Numeracy is a complex skill. All sorts of adults and children suffer from "maths anxiety", which ranges from discomfort with numbers to a deep fear of them.
Why should this be? The fundamentals of numeracy are innate. Children, like some animals, are born with two specific skills - subitising and number sense.
Subitising is what we do when we immediately recognise a small number of objects without having to count them. Imagine two bowls with three apples in one and 13 in another. We recognise three without counting, but we have to count 13 apples.
Babies can subitise numbers up to three. They also possess number sense, the ability to distinguish a larger from a smaller set of objects. Consider your own ability to differentiate, as larger or smaller, two groups of people, say of 10 and 20, without counting them.
There is a difference between natural development and "artificial education". The first happens inevitably, the latter requires teaching. We all learn to walk and talk, unless we are severely disabled or maltreated.
But we are unlikely to learn Latin or calculus without instruction.
One of the key skills of parents and teachers, especially in the early years, is knowing when it is enough to provide a good example and a "good-enough" environment for natural development, and when we need to give instruction.
This distinction is especially important in the development of numeracy.

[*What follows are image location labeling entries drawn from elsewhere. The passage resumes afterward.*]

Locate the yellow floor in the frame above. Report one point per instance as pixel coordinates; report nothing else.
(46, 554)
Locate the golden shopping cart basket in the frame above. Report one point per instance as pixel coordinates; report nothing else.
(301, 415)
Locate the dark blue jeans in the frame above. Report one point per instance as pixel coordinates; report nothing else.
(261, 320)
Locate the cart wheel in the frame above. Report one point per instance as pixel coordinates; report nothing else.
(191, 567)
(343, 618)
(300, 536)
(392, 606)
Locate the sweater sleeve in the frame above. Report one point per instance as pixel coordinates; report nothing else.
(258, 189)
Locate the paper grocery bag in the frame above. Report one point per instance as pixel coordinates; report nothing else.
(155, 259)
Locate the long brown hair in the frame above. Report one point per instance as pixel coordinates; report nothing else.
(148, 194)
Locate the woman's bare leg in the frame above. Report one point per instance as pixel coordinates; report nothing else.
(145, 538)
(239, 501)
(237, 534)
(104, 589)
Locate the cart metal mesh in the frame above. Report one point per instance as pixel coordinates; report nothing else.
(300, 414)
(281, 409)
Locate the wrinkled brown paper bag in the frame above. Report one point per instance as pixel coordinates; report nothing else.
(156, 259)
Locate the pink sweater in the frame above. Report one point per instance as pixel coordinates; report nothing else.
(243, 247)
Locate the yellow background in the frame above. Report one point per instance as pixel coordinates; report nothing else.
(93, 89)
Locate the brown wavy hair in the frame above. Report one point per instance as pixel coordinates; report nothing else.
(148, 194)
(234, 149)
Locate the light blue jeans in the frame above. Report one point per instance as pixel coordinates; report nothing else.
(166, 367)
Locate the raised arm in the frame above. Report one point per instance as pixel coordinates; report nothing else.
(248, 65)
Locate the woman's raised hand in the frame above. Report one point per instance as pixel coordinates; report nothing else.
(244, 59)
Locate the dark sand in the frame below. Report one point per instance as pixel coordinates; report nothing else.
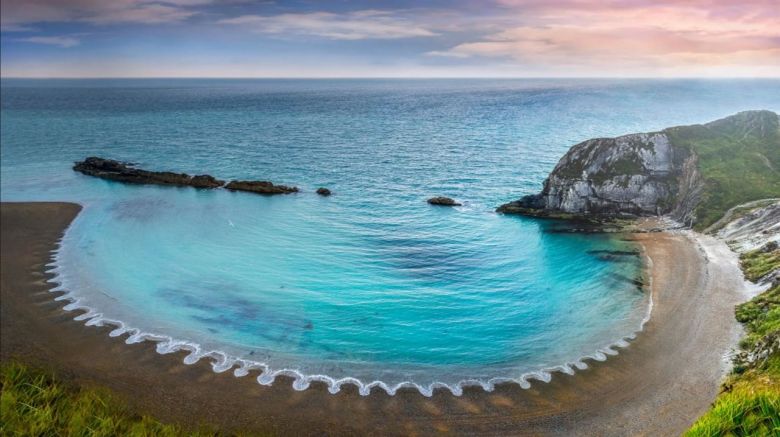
(657, 386)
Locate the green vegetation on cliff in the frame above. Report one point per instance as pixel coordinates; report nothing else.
(738, 158)
(749, 404)
(36, 403)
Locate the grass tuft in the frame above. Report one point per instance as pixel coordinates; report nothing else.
(36, 403)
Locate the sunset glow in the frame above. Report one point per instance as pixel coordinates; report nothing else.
(507, 38)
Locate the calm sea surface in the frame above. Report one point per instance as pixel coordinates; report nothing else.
(371, 283)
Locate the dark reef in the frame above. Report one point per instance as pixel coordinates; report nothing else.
(125, 172)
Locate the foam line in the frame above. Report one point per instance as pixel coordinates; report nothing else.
(222, 362)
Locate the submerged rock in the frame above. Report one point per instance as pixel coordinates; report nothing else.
(125, 172)
(443, 201)
(260, 187)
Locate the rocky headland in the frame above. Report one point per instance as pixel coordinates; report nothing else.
(692, 174)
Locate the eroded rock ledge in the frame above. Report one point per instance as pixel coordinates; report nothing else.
(127, 173)
(646, 174)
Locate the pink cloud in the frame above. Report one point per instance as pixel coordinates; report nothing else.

All the growing child needs to develop subitising and number sense are plenty of opportunities to practise them. In good-enough homes children are encouraged to develop naturally without pressure. Perhaps many who have not had these advantages are not ready for the school maths curriculum because their development is incomplete.
The next major step in the acquisition of numeracy is the mastery of language. This, too, develops naturally. As children learn to talk, they learn to count. Children enjoy counting but do not grasp the skill immediately.
Most children learn how to reproduce the sequence of numbers in the correct order from nought to 10 some time before they understand the rules of counting sets. These rules are so well embedded in the adult brain that we take them for granted.
Grown-up counting requires a one-to-one correspondence between the number words and the objects in the set, such that wherever you start, and whatever the order you choose to enumerate the objects, you reach the same answer.
While all this is obvious to adults, it is a revelation to the growing child, who is often surprised to find that there are five fingers on a hand whether you start counting with the thumb or the little finger.
Wise parents and teachers encourage and celebrate the process of learning that enables a child to switch from childish to grown-up counting. This step is momentous.
It is the first clear example (in the realm of numeracy) of the growing child moving from innate, developmental learning to the culturally-specific learning characteristic of "artificial education".
Grown-up counting enables the child to make a link between their innate skills of subitising and number sense and create a unified theory of number.
So important is this learning stage that I am almost inclined to dismiss the rest of mathematics as mere elaboration of this fundamental step. But not quite.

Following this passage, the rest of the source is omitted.